Detroit casino workers call off strike following 18% pay rise

MGM Grand Detroit
Image: Shutterstock

The Detroit Casino Council has brought the workers’ strike to a close after 32 days as the union secured a new deal with the three casino operators including an 18% pay increase. 

Reaching the “largest pay rise” in Detroit casino employment history, the union shook hands on increased terms for a five-year contract that ensures operations at the casinos can return to normal. 

Furthermore, the DCC reached other terms with the operators including no health care cost increases, workload restrictions, technology contract language, retirement increases amongst other undisclosed terms. 

Union members will be called upon to vote on the new contract in due course but it is expected that workers will accept the record pay increases to return to work. 

Over 3,700 workers walked out of MotorCity Casino, Hollywood Casino at Greektown, and MGM Grand Detroit on October 17 and subsequently urged players to boycott the online partners of these properties. 

“Our strike showed the casino industry and the world just what Detroit’s casino workers are made of,” said a member of staff at Hollywood Casino at Greektown and member of Teamsters Local 1038. 

“This is a defining moment for workers in Detroit and nationwide. The gains we have made will change the lives of so many families who are living paycheck to paycheck. I would like to thank everyone who stood strong on the picket line to make this win possible.”

Data published last week laid bare the economic impact that the strike was having on the casinos throughout the last two weeks of October. 

The Michigan Gaming Control Board’s latest data displayed that the three casinos made $82.8m in October trading, a fall of nearly 20% year-over-year. 

November revenue will likely be impacted to a greater extent as workers continued their strike for an additional two-and-a-half weeks. 

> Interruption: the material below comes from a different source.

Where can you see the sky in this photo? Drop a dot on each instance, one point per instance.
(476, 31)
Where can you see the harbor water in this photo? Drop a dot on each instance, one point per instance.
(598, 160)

This tentative agreement comes just weeks after a similar case in Las Vegas, where the Culinary Workers Union threatened strike action across the strip as a dispute with MGM, Caesars and Wynn was ongoing. A tentative agreement was reached days and hours before a union-set deadline for strike action. 

The DCC stated: “This settlement is a historic investment in Detroit’s future. This new contract brings together workers and employers in partnership to fulfill the gaming industry’s promise to Detroit of high-paying casino jobs with good benefits. 

“The historic five-year tentative agreement covering 3700 employees includes the largest wage increases ever negotiated in the Detroit casino industry’s 23-year history.”